Disela-sela kepenatan dan sedikit emosi, suami saya akhirnya mulai mengambil
langkah negosiasi lagi. Kali ini agak sedikit menggunakan trik : menyerah, tapi
uang itu berharap kembali lagi pada kami….””*dengan nada pelan* suami saya
berkata : ”Oke Bu Haji, saya mau serahkan uang ini, tapi tidak untuk membayar
mainan ini, tapi ini ikhlas dari saya untuk bersodakoh/infak pada Bu Haji, dari
kami bertiga….” Tepat yang suami saya duga, Bu Haji langsung mendorong tangan
saya sambil berkata : “Hah…. enak aja, saya gak mau kalo disodakohi, la wong
saya cukup.” *kali ini Bu Haji terlihat lelah menghadapi pengakuan saya* Suami
saya terlihat senang, emosi dan ego Bu Haji sudah berhasil dikuasai suami saya,
dan entah kenapa suami saya yakin banget bahwa semua perdebatan akan berakhir.
Terakhir suami saya bilang “Bu Haji ini
gimana….. saya mengatakan dengan jujur, Bu Haji gak percaya, terus saya
mengalah, Bu Haji juga gak mau nerima, terus Bu Haji maunya apa???” Kali ini suami
saya sudah di atas angin.
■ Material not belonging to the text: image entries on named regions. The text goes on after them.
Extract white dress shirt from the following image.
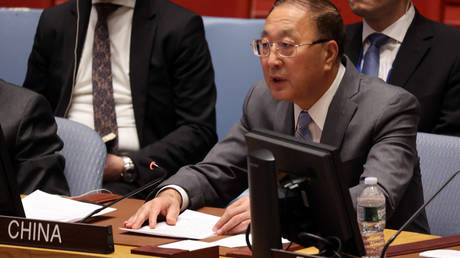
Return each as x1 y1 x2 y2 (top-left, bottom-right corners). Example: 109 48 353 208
359 1 415 81
69 0 139 151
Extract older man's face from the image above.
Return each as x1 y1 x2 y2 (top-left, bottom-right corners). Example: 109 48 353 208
260 4 329 109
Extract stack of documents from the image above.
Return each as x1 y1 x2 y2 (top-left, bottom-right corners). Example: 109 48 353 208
22 190 116 222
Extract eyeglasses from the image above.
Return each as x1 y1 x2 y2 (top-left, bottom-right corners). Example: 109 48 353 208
251 39 330 57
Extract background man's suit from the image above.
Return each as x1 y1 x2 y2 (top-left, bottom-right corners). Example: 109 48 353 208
0 79 69 195
24 0 217 185
156 59 428 232
345 11 460 136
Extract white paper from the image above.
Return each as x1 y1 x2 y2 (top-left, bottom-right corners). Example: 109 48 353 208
158 240 216 251
120 210 219 239
211 234 289 248
22 190 116 222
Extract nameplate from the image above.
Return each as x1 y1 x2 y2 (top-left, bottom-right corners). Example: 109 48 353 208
0 216 114 254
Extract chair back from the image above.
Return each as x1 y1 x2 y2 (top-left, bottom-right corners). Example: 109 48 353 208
56 117 107 196
417 133 460 236
203 17 265 140
0 8 42 85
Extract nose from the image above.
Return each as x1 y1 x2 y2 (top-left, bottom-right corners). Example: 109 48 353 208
266 44 282 67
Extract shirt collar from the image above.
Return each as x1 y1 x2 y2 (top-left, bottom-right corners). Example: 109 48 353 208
362 1 415 43
294 63 345 131
92 0 136 8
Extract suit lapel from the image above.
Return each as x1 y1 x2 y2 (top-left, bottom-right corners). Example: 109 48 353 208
388 12 433 88
320 58 360 147
129 0 161 144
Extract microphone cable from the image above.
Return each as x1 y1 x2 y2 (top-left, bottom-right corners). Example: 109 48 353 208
79 161 168 223
380 170 460 258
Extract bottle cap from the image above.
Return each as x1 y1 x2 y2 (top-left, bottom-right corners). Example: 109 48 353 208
364 176 378 185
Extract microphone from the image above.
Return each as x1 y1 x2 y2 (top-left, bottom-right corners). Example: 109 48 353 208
79 161 168 223
380 170 460 258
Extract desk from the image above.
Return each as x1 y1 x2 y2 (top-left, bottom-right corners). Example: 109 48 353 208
0 199 460 258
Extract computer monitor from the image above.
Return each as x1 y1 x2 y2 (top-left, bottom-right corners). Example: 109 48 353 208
0 126 25 217
246 130 365 257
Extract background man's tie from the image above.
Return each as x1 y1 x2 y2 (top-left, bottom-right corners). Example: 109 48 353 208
295 111 312 141
362 33 388 77
92 4 118 153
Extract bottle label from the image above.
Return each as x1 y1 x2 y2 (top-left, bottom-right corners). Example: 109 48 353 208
362 206 385 222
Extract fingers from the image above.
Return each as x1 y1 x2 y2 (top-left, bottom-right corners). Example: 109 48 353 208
223 218 251 235
166 205 180 225
124 200 154 229
213 196 251 235
124 189 182 229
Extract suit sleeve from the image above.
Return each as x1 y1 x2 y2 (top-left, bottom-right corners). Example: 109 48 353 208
23 10 53 105
150 85 254 209
128 15 217 185
13 93 69 195
433 53 460 136
350 88 420 218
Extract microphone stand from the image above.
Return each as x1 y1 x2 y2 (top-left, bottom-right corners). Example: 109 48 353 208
380 170 460 258
79 162 167 223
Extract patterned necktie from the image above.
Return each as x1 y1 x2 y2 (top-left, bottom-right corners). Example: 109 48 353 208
362 33 388 77
295 111 313 141
92 4 118 153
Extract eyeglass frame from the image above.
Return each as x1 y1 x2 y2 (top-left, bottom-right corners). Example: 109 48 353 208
251 39 331 57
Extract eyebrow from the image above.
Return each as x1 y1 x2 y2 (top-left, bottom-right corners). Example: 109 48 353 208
261 29 294 37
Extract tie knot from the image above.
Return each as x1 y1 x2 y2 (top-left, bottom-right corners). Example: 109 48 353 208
297 111 312 127
295 111 312 141
367 33 388 48
95 3 120 19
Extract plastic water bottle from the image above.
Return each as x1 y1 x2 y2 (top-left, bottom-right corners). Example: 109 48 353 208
357 177 385 257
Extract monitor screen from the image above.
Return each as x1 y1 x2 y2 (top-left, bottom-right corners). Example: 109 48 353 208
0 126 25 217
246 130 364 257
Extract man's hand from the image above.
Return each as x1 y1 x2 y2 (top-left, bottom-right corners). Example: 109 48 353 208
212 196 251 235
124 188 182 229
104 154 125 182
Kami melihat Bu Haji agak sedikit gugup, walau dia
masih kekeh aja dengan keyakinannya, sampai akhirnya gadis yang disamping Bu Haji
mendekat dan berkata lirih: “Mak… iyeu uwis bayar Bapak iku (bu,iya bapak itu
udah bayar).” ”Udu sing mau jeh ngomong.” (bukan dari tadi bilang) jawab Bu
Haji. Saat itu juga suami saya langsung menyambar bicara: ”Iya khan Bu Haji, bener
kami udah bayar, la wong pada diem semua ditanya, makanya lain kali hati-hati
menuduh orang.” Dan kami pun balik kanan menuju keluar tentu dengan sedikit
mengumpat. Di depan toko seorang pengunjung bapak-bapak bilang, Bu Haji emang
begitu mas, suami saya jawab dengan senyum kecut aja dan langsung pulang. Di
perjalanan suami saya bilang pada saya: ”Kita gak usah kesana lagi, cukup terakhir
tadi, kesian Bu Haji nanti kalo ketemu kita lagi, dia akan malu.” Justru
sekarang yang kami bingungkan, sampai akhir perselisihan Bu Haji gak pernah
yakin dengan pengakuan kami. Kami terbebas dari tuduhan karena seorang pegawai
(mungkin saudara/anaknya) melaporkan bahwa dia melihat kita bertransaksi, walau
awalnya penuh keraguan dan akhirnya terlambat, gak selamanya pengakuan yang
jujur dan pasrah, bisa begitu aja dipercaya orang lain. Ato jangan-jangan
penampilan kita yang dianggap seperti penipu???? :D
**Maafkan kami Bu Haji, jika telah membuatmu tak percaya dan sempat menyinggung
perasaan dan sebaliknya kami sudah memaafkan, jika memang Bu Haji merasa
bersalah**
Waalahu A’lam..
,
**foto lokasi sengaja tidak ditampilkan, untuk menjaga nama baik.